Introduction

Taboola is the world’s leading native advertising platform, serving thousands of websites with a diverse array of products, including the Taboola Feed, mid-article ads, and homepage personalization, generating hundreds of millions of impressions daily. Despite our relentless efforts to optimize performance through sophisticated features, advanced models, and robust infrastructure, navigating such intricate ecosystems inevitably unveils areas of sub-optimization.

While some widgets exclusively feature ads, most exhibit a blend of organic items and advertisements (some also contain eCommerce and paywall content), as mixing organic content helps greatly in avoiding ad blindness and generating page views.

Taboola currently uses static slot allocation for organic content and ads, which fails to adapt to user preferences and inventory opportunities. In this blog post, I’ll delve into our solution designed to address this challenge, outlining the hurdles encountered and the adjustments made to overcome them.

Current Setup

At the core of our strategy lie a nuanced understanding of our publishers, where we deliver two main values:

  1. Direct monetization through ad clicks.
  2. Increased page views (PVs) fueled by organic clicks.

Direct revenue through ad clicks is straightforward to evaluate for both Taboola and the publishers, while organic clicks generate substantial revenue for the publisher through alternative monetization methods. However, this does not translate similarly for Taboola.

The balance between these two values (Revenue/PVs) is a unique attribute tailored for each publisher. Ideally, it should correlate with the ratio between the revenue accrued from Taboola and other revenue streams. For instance, if a publisher derives much greater value per PV from other monetization forms, such as subscriptions, than from a Taboola ad click, the inclination would be to showcase more organic content and minimize ad slots to get more subscribers. Thus, organic content would be prioritized over ads in Taboola’s widgets.

Figure 1 – Current Schema

For sponsored items, we have two types of models: one for predicting the eCTR (estimated click-through rate) and another for predicting the eCVR (estimated conversion rate) and setting the ad’s CPC (cost per click). We calculate eCTR * CPC = eCPM for each item and rank them accordingly.

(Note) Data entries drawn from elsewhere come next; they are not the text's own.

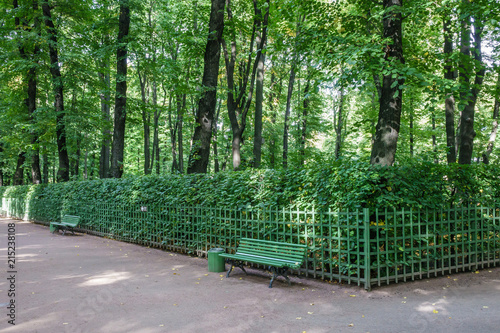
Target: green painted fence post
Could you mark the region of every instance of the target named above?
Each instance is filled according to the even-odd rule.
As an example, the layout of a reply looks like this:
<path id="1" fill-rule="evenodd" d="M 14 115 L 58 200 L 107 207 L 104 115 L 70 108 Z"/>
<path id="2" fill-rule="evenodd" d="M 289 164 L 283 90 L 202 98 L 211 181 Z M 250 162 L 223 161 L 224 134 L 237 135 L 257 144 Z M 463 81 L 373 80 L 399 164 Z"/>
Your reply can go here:
<path id="1" fill-rule="evenodd" d="M 370 281 L 370 209 L 363 208 L 363 226 L 364 226 L 364 255 L 365 255 L 365 289 L 370 291 L 372 289 Z"/>

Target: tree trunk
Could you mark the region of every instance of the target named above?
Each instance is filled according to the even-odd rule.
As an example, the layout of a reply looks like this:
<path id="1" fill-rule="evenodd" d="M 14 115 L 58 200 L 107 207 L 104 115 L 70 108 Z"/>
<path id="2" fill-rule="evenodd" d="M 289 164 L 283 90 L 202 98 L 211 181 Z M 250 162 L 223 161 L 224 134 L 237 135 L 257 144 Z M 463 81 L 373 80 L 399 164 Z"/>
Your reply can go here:
<path id="1" fill-rule="evenodd" d="M 470 5 L 469 0 L 463 0 L 466 5 Z M 460 150 L 458 163 L 470 164 L 472 162 L 473 143 L 476 132 L 474 131 L 474 113 L 477 97 L 483 77 L 485 67 L 482 63 L 481 42 L 483 26 L 480 17 L 474 17 L 474 50 L 471 56 L 471 17 L 463 18 L 461 28 L 460 52 L 462 53 L 462 63 L 460 64 L 460 83 L 462 85 L 460 99 L 465 103 L 465 107 L 460 119 Z M 472 59 L 473 58 L 473 59 Z M 476 63 L 476 66 L 473 65 Z M 471 85 L 471 76 L 475 68 L 474 84 Z"/>
<path id="2" fill-rule="evenodd" d="M 343 124 L 343 113 L 344 113 L 344 86 L 340 85 L 339 92 L 339 111 L 337 112 L 337 124 L 335 126 L 335 134 L 337 135 L 335 140 L 335 160 L 340 158 L 340 149 L 342 145 L 342 124 Z"/>
<path id="3" fill-rule="evenodd" d="M 285 108 L 285 123 L 283 128 L 283 167 L 288 167 L 288 132 L 289 132 L 289 118 L 290 118 L 290 107 L 292 102 L 293 93 L 293 83 L 295 82 L 295 61 L 292 62 L 292 68 L 290 69 L 290 77 L 288 79 L 288 93 L 286 98 L 286 108 Z"/>
<path id="4" fill-rule="evenodd" d="M 104 86 L 104 91 L 100 94 L 101 98 L 101 114 L 104 121 L 102 126 L 102 144 L 101 154 L 99 157 L 99 177 L 108 178 L 110 176 L 109 161 L 110 161 L 110 146 L 111 146 L 111 131 L 109 130 L 110 118 L 110 102 L 111 102 L 111 78 L 109 59 L 106 59 L 101 64 L 102 72 L 99 72 L 99 78 Z"/>
<path id="5" fill-rule="evenodd" d="M 165 88 L 164 88 L 165 91 Z M 165 91 L 165 95 L 166 95 Z M 172 168 L 171 172 L 179 170 L 179 166 L 177 164 L 177 122 L 174 125 L 172 122 L 172 94 L 170 94 L 170 97 L 168 99 L 168 127 L 170 129 L 170 147 L 171 147 L 171 152 L 172 152 Z"/>
<path id="6" fill-rule="evenodd" d="M 288 93 L 286 97 L 286 108 L 285 108 L 285 123 L 283 126 L 283 168 L 288 167 L 288 132 L 289 132 L 289 118 L 290 118 L 290 108 L 292 104 L 292 94 L 293 94 L 293 84 L 295 82 L 295 67 L 299 62 L 299 51 L 298 51 L 298 40 L 300 35 L 300 25 L 304 21 L 304 16 L 299 16 L 297 21 L 297 33 L 295 35 L 295 47 L 293 50 L 293 59 L 290 66 L 290 77 L 288 78 Z"/>
<path id="7" fill-rule="evenodd" d="M 254 1 L 255 14 L 262 15 L 260 8 Z M 262 104 L 264 102 L 264 62 L 265 54 L 262 53 L 267 43 L 267 22 L 269 16 L 269 0 L 267 0 L 266 16 L 264 18 L 262 35 L 257 39 L 257 44 L 262 49 L 257 50 L 260 56 L 257 56 L 257 78 L 255 82 L 255 122 L 254 122 L 254 140 L 253 140 L 253 166 L 260 168 L 262 162 Z M 259 40 L 260 39 L 260 40 Z"/>
<path id="8" fill-rule="evenodd" d="M 47 148 L 44 148 L 45 150 Z M 48 184 L 49 183 L 49 155 L 45 152 L 42 154 L 42 159 L 43 159 L 43 177 L 42 177 L 42 180 L 43 180 L 43 183 L 44 184 Z"/>
<path id="9" fill-rule="evenodd" d="M 490 139 L 488 140 L 488 145 L 486 146 L 486 151 L 483 153 L 483 163 L 490 163 L 490 155 L 493 152 L 493 147 L 495 146 L 495 140 L 498 133 L 498 113 L 500 109 L 500 72 L 498 73 L 497 87 L 495 92 L 495 105 L 493 107 L 493 126 L 491 128 Z"/>
<path id="10" fill-rule="evenodd" d="M 209 35 L 203 67 L 203 96 L 196 111 L 196 128 L 189 154 L 188 173 L 206 173 L 210 157 L 212 121 L 217 103 L 217 77 L 219 75 L 220 43 L 224 30 L 225 0 L 212 0 Z"/>
<path id="11" fill-rule="evenodd" d="M 118 49 L 116 50 L 116 98 L 111 159 L 111 176 L 121 178 L 125 150 L 125 122 L 127 118 L 127 43 L 130 27 L 128 0 L 120 0 Z"/>
<path id="12" fill-rule="evenodd" d="M 217 122 L 219 121 L 219 114 L 220 114 L 220 108 L 221 108 L 222 101 L 219 100 L 218 102 L 218 107 L 217 107 L 217 114 L 215 116 L 214 122 L 213 122 L 213 146 L 214 146 L 214 172 L 219 172 L 219 152 L 217 151 Z"/>
<path id="13" fill-rule="evenodd" d="M 82 151 L 80 149 L 80 145 L 82 143 L 82 139 L 79 134 L 77 134 L 76 139 L 76 156 L 75 156 L 75 177 L 78 179 L 78 175 L 80 174 L 80 158 L 82 156 Z"/>
<path id="14" fill-rule="evenodd" d="M 264 101 L 264 55 L 257 64 L 257 82 L 255 85 L 255 122 L 253 139 L 253 167 L 260 168 L 262 162 L 262 103 Z"/>
<path id="15" fill-rule="evenodd" d="M 144 130 L 144 174 L 149 175 L 151 173 L 151 155 L 150 155 L 150 136 L 151 130 L 149 123 L 151 122 L 151 116 L 147 110 L 149 104 L 149 82 L 147 77 L 141 75 L 139 70 L 137 71 L 139 76 L 139 84 L 141 86 L 141 99 L 142 99 L 142 126 Z"/>
<path id="16" fill-rule="evenodd" d="M 89 160 L 89 151 L 88 149 L 85 149 L 85 154 L 83 155 L 83 180 L 89 179 L 88 160 Z"/>
<path id="17" fill-rule="evenodd" d="M 276 83 L 276 75 L 274 74 L 274 71 L 272 71 L 271 74 L 271 93 L 269 94 L 269 108 L 271 111 L 271 124 L 274 126 L 276 124 L 276 109 L 275 109 L 275 104 L 276 107 L 279 105 L 279 100 L 281 99 L 281 91 L 283 90 L 283 78 L 279 78 L 279 84 L 278 84 L 278 92 L 275 95 L 273 91 L 274 84 Z M 275 168 L 276 165 L 276 132 L 272 131 L 270 133 L 271 139 L 269 140 L 269 150 L 270 150 L 270 156 L 269 156 L 269 164 L 271 165 L 271 168 Z"/>
<path id="18" fill-rule="evenodd" d="M 184 137 L 182 128 L 184 125 L 185 108 L 186 108 L 186 94 L 183 94 L 182 102 L 181 102 L 181 97 L 177 96 L 177 146 L 178 146 L 177 151 L 179 152 L 178 170 L 180 173 L 184 173 L 184 140 L 183 140 Z"/>
<path id="19" fill-rule="evenodd" d="M 154 57 L 153 57 L 154 59 Z M 155 168 L 156 174 L 160 174 L 160 142 L 158 138 L 158 126 L 160 122 L 161 111 L 158 109 L 156 78 L 153 78 L 153 153 L 151 154 L 151 169 Z M 156 162 L 155 162 L 156 161 Z"/>
<path id="20" fill-rule="evenodd" d="M 383 38 L 392 41 L 385 47 L 385 63 L 387 66 L 391 66 L 392 62 L 404 64 L 402 0 L 383 0 L 383 5 L 385 11 L 382 19 Z M 404 78 L 400 75 L 395 77 L 393 73 L 383 75 L 382 96 L 375 129 L 375 140 L 372 146 L 371 164 L 394 164 L 401 126 L 403 84 Z"/>
<path id="21" fill-rule="evenodd" d="M 57 30 L 51 16 L 51 7 L 47 2 L 42 2 L 45 25 L 49 34 L 49 55 L 50 73 L 52 75 L 52 85 L 54 89 L 54 107 L 56 111 L 56 139 L 57 151 L 59 153 L 59 170 L 57 171 L 57 181 L 65 182 L 69 180 L 69 157 L 66 144 L 66 125 L 64 122 L 64 95 L 61 69 L 59 68 L 59 56 L 57 53 Z"/>
<path id="22" fill-rule="evenodd" d="M 437 139 L 436 139 L 436 115 L 434 111 L 431 114 L 431 122 L 432 122 L 432 152 L 434 153 L 434 163 L 438 164 L 438 150 L 437 150 Z"/>
<path id="23" fill-rule="evenodd" d="M 413 109 L 410 103 L 410 157 L 413 158 L 415 155 L 414 152 L 414 142 L 415 142 L 415 137 L 413 134 L 413 126 L 414 126 L 414 121 L 413 121 Z"/>
<path id="24" fill-rule="evenodd" d="M 453 53 L 453 40 L 451 34 L 451 20 L 445 18 L 443 23 L 444 31 L 444 78 L 446 80 L 454 81 L 455 75 L 451 55 Z M 449 93 L 444 102 L 445 120 L 446 120 L 446 159 L 448 164 L 457 161 L 457 150 L 455 140 L 455 97 L 453 93 Z"/>
<path id="25" fill-rule="evenodd" d="M 24 183 L 24 162 L 26 161 L 26 153 L 22 152 L 17 156 L 16 171 L 12 178 L 12 185 L 23 185 Z"/>
<path id="26" fill-rule="evenodd" d="M 300 164 L 306 163 L 306 140 L 307 140 L 307 116 L 309 114 L 309 104 L 311 103 L 309 97 L 309 89 L 311 86 L 311 79 L 308 78 L 304 88 L 304 100 L 302 102 L 302 119 L 300 128 Z"/>

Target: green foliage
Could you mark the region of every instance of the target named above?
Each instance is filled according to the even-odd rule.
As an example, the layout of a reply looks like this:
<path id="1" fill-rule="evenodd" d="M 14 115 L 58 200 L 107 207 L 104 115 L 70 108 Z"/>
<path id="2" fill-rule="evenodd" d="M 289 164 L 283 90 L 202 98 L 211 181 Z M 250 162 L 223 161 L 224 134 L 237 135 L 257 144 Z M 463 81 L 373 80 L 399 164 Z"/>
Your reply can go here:
<path id="1" fill-rule="evenodd" d="M 2 197 L 113 205 L 258 206 L 327 210 L 437 209 L 491 204 L 500 197 L 500 173 L 489 165 L 411 163 L 391 168 L 345 160 L 288 170 L 196 175 L 149 175 L 48 185 L 1 187 Z M 31 198 L 30 197 L 30 198 Z M 41 200 L 43 202 L 43 200 Z"/>

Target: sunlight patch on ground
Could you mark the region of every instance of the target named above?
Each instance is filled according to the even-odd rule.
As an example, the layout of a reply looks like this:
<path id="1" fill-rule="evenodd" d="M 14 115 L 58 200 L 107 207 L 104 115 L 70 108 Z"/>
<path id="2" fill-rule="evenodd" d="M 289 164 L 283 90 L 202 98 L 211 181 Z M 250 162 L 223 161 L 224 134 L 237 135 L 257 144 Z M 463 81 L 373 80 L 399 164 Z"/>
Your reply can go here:
<path id="1" fill-rule="evenodd" d="M 109 272 L 101 275 L 88 277 L 87 281 L 81 283 L 80 287 L 103 286 L 130 278 L 129 272 Z"/>
<path id="2" fill-rule="evenodd" d="M 446 305 L 448 305 L 448 301 L 444 299 L 440 299 L 434 303 L 424 302 L 417 307 L 417 311 L 426 313 L 444 313 L 446 312 Z"/>

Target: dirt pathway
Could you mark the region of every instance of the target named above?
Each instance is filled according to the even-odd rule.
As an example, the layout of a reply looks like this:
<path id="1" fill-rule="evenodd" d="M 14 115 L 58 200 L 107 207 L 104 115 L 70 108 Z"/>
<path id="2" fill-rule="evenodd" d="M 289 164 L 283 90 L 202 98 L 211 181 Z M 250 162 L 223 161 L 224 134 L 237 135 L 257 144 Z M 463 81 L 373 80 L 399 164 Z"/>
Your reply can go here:
<path id="1" fill-rule="evenodd" d="M 269 289 L 260 270 L 246 276 L 236 269 L 226 279 L 209 273 L 205 259 L 85 234 L 52 235 L 45 226 L 2 218 L 0 263 L 2 333 L 500 330 L 500 268 L 371 292 L 297 277 L 291 287 L 279 279 Z"/>

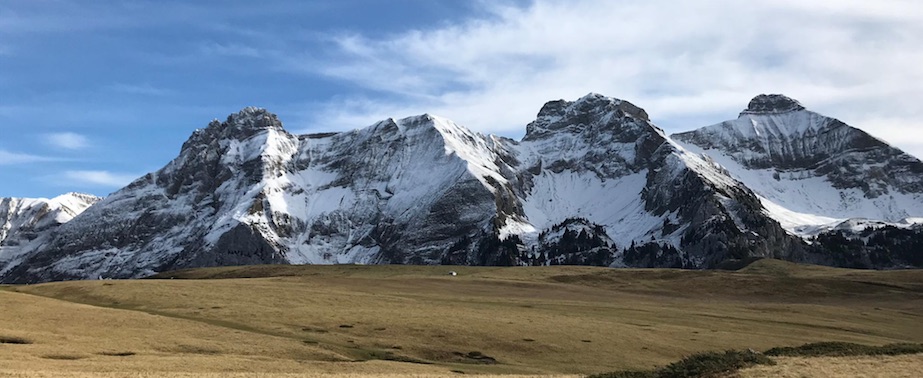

For organic items, we use only one model to predict the eCTR and use its output to rank them.

Unified List Solution for Ad Space Mixing

Two main principles guide the solution:

  1. PVs derived from clicks on Taboola’s organic recommendations generate value for the publisher and thus for Taboola too, so we should be able to put a price on that value.
  2. In order to find the optimal allocation for our ads and organic items, we must rank them together.

Putting these two principles together, we came up with the idea of using an eCPC for organic items (organic eCPC) and using this organic eCPC for calculating the organic eCPM (estimated cost-per-mille), allowing us to rank both organic items and ads at once.

But how can we determine this organic eCPC?

Implementation

Our solution includes three steps:

  1. Determining the organic eCPC for each publisher.
  2. Estimating eCPM for both organic items and ads.
  3. Ranking the items accordingly.

Organic eCPC

The main challenge revolves around determining the right organic eCPC to meet our specified goals, whether it’s achieving targeted revenue per day or maintaining a specific ratio between revenue and engagement.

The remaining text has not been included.